Los asuntos se decidían por votación, siendo necesaria una mayoría de dos terceras partes en los temas realmente importantes, tales como la selección de un nuevo Señor del Dominio. El rey Tamaros, aunque no era Señor del Dominio, asistía en calidad de consejero, pero no tenía voto. También se invitaba a asistir a otros gobernantes, sobre todo si tenían quejas o causas que deseaban exponer ante el Consejo.

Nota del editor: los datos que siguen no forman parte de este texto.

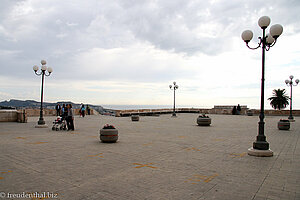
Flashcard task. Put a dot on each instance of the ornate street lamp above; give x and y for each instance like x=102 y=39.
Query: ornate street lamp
x=261 y=146
x=44 y=68
x=174 y=87
x=291 y=84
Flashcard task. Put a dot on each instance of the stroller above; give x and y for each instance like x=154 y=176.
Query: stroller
x=59 y=124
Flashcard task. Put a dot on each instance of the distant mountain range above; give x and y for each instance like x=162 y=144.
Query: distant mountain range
x=19 y=104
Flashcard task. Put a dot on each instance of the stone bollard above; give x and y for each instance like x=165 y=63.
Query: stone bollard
x=249 y=112
x=203 y=120
x=135 y=118
x=283 y=124
x=109 y=134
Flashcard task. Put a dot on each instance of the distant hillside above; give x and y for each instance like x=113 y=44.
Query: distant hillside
x=19 y=104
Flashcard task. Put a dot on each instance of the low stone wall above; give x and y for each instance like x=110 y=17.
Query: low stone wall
x=13 y=116
x=223 y=111
x=50 y=112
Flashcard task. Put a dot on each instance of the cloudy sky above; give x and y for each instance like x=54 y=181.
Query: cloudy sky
x=130 y=51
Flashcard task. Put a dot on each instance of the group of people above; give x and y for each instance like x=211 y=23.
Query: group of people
x=236 y=110
x=66 y=112
x=82 y=110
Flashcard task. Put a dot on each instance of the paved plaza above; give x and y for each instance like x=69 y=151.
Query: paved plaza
x=155 y=158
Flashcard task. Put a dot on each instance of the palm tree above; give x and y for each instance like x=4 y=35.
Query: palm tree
x=279 y=99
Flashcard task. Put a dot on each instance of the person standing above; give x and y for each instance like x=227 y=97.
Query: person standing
x=234 y=110
x=82 y=110
x=70 y=117
x=88 y=109
x=58 y=109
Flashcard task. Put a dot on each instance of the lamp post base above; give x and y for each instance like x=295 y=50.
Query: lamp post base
x=291 y=119
x=41 y=126
x=260 y=153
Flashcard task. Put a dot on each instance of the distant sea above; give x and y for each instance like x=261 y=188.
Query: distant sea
x=130 y=107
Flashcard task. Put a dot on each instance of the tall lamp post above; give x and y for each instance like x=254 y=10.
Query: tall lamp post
x=174 y=87
x=44 y=68
x=291 y=84
x=261 y=146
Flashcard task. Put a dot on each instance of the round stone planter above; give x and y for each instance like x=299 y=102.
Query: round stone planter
x=135 y=118
x=283 y=124
x=203 y=121
x=109 y=135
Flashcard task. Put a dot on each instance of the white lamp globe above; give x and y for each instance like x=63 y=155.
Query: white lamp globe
x=35 y=68
x=276 y=30
x=43 y=62
x=270 y=39
x=247 y=36
x=44 y=68
x=50 y=70
x=264 y=22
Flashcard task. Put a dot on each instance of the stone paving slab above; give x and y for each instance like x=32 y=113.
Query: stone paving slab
x=155 y=158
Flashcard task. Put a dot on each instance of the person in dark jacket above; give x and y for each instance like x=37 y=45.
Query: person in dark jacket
x=58 y=109
x=70 y=117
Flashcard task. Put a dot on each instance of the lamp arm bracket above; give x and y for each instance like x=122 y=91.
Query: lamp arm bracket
x=38 y=73
x=259 y=44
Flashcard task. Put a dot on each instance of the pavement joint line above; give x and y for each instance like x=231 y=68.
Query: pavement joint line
x=24 y=138
x=199 y=178
x=238 y=154
x=148 y=144
x=144 y=165
x=192 y=148
x=97 y=155
x=37 y=142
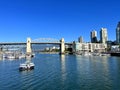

Habían pasado diez años desde la entrega de la Gema Soberana. Los humanos tenían casi completo su cociente de Señores del Dominio, nueve de diez. Los elfos tenían diez, pues se habían hecho a la idea en seguida y la habían llevaba a la práctica. El Escudo del Divino, poseedor de la Gema Soberana, había ganado la baza en su lucha contra el Divino por el gobierno de los elfos, quienes todavía veían a éste como su líder espiritual, aunque todos sabían (incluido el propio Divino, para su constante enojo) quién manejaba el verdadero poder. A diferencia de los humanos, que debían ofrecerse voluntarios como candidatos para el puesto, los Señores del Dominio elfos eran elegidos por el Escudo. Podían negarse —el Consejo había establecido tal premisa—, pero si lo hacían perdían prestigio así como el favor del Escudo, cosas ambas que bastaban para que ellos y sus familias cayeran en desgracia, situación que podía prolongarse durante siglos.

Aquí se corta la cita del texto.